By Gustavo Gallón, EL ESPECTADOR, April 7, 2022
(Translated by Eunice Gibson, CSN Volunteer Translator)
The International Committee of the Red Cross (CICR) has been doing valiant humanitarian work in Colombia for fifty years. In 2021, it recovered and turned over the bodies of 22 disappeared persons, facilitated the liberation of 27 people who had been kidnapped, furnished physical and mental attention and assistance in earning income to 1,743 survivors of sexual violence, developed multiple additional activities in favor of victims of the armed conflict, as well as migrants, and also worked in response to Covid-19.
In the midst of its humanitarian labors, it has been able to perceive directly the problems of the crisis we are suffering. In its report on the year 2021, it identifies six of those problems, and it warns that “the majority of the effects of the armed conflicts and violence have reached their highest level in the last five years.”
Two of those are displacement and confinement, which were worrisome in 2020 and increased in 2021. According to official information, the massive displacement affected 52,880 people, and there were 45,108 individuals displaced.
The number of victims of explosive artifacts also increased; it was the highest number in the last five years: 486 in 2021, 392 in 2020, 353 in 2019, 244 in 2018, and 57 in 2017.
A third problem, the gravity of which also increased, is forced disappearance: 168 cases in 2021, 164 in 2020, 167 in 2019, 134 in 2018, and 128 in 2017. That means one disappearance every two days on average, (144 civilians and 23 members of the Armed Forces or of armed groups).
In the same way, the report registered the attacks against Mission Medica: 533 in 2021, “a historic increase for the third consecutive year, with a 70% increase compared to 2020.” Of the attacks, 66% were committed by civilians and the “officially reported attacks perpetrated by the armed actors have increased, and those represent 20% of the total number of cases.”

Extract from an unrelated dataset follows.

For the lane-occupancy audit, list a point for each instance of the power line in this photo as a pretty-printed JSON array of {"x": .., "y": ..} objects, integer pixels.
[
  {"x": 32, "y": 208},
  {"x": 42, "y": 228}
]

The report reviews sexual violence, although it does not quantify it, but it points out that, “This continues to be an invisible problem,” and “it’s not just used to intimidate and punish the people or the communities, but also to exhibit power and demonstrate territorial control.”
A sixth problem consists in the negative effects that the different aggressions have om the surviving population. Students stop going to school, or communities have experienced psychological, economic, and social effects from the persistent harassment.
The administration has not appreciated this diagnosis, which is a disinterested contribution. In their eyes, there is no increase, but rather a diminution of the problems produced by the “Gaitanista Self-Defense Forces”, a name they don’t use, preferring “Clan del Golfo”. They were also annoyed that the CICR said that “in Colombia there are six armed conflicts”, and they argued that the violence was not caused by the government, but rather by the narcoterrorist groups.
But that’s not the dispute. What’s true is that in these five years, people’s insecurity has been exacerbated. This administration will pass into history as the most inept at preventing that, and for spurning the immense contribution to the peace process, and spurning the people that know the situation, like the CICR.